Listen: I acknowledge that for some people – a significant portion of people, even – the army or navy or whatever is actually a very appealing, structured career path that can offer firm barriers to people whose lives perhaps lack them, and also can train you to run really fast while carrying a heavy backpack, which is a fundamentally useful skill. What, are we all meant to work in offices are we? Churning out content all the time? No: for some people, very slowly tinkering with a tank all day, climbing over an obstacle and going to bed when someone aggressively shouts at you to do that is: good. Let them have it. Let them have army.

That said, I’ve always been a little uncomfortable with the whole idea of an army recruitment drive: there’s just something unsettling about a 30-second advert reminding me about war halfway through a 4OD Peep Show binge, some lad in a beret saluting at the camera on a gunmetal-grey island somewhere while I’m just trying to forgive Orange for deleting the twins. Some people are good at army, and let them, I say. But I don’t want to put a beret on and be yelled at, so please stop trying to recruit me.

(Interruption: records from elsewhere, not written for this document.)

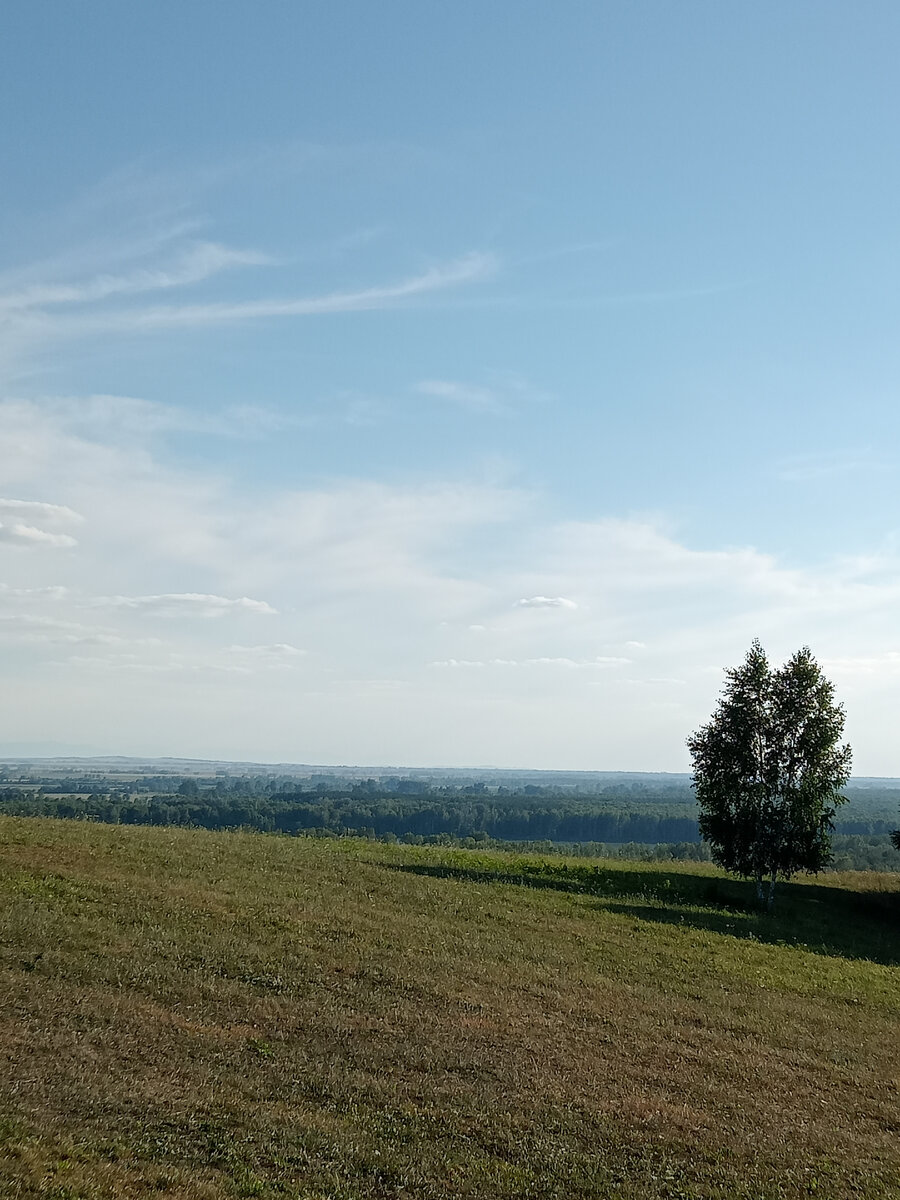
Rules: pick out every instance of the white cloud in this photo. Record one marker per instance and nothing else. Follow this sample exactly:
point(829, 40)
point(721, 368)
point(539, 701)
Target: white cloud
point(39, 510)
point(479, 400)
point(276, 651)
point(198, 262)
point(378, 579)
point(544, 661)
point(468, 269)
point(186, 604)
point(19, 534)
point(22, 533)
point(546, 603)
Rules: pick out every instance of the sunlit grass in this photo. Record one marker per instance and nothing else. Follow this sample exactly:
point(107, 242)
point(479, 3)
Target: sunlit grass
point(217, 1015)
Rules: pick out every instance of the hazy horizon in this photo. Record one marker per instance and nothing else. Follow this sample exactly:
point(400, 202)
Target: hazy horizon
point(414, 384)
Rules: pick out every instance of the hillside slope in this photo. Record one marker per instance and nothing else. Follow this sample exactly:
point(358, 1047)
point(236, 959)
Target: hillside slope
point(213, 1015)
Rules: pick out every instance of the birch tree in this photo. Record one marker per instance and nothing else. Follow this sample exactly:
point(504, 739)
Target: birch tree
point(768, 769)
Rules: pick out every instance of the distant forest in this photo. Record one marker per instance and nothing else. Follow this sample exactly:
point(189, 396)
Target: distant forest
point(628, 817)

So is it, fundamentally, a Good Thing that the army has absolutely no idea how to talk to young people? From my cynical ‘no thanks, army!’ point of view, yes: literally no 19-year-old alive is going to look at this advert and go, ‘You know what: I do look at my phone too much. Get me a uniform, right now! I don’t want this PS4 anymore! Shoot it with a gun!’ If army recruitment propaganda dips to a low and ineffective level, then… good? That’s… good? I can live with that?

Anyway, I’ll use this bit for some jokes about how snowflakes would fare in the army: badly. The answer is, ‘badly’. But then I’d like to see most non-army people thrive in such conditions: you think Piers Morgan would do well at army? He’d puke up on the first practise run and end up going red the first time someone talks over him. Piers Morgan, in the kit room, sobbing because he can’t do up his fatigues. Piers Morgan, stuck at the top of a rope climb, unable to get down, a thin hot trickle of urine pouring out of his trouser leg. Piers Morgan can not bring himself to gulp a hot wet egg out of a ration sachet. Piers Morgan going Full Metal Jacket after everyone else beats him with soap. Piers Morgan, slumped on a toilet before a wall full of blood. The army is good for some people, sure. But I’m not sure going after easily offended people by calling them ‘wetlad snowflakes’ is exactly the right way of boosting the ranks.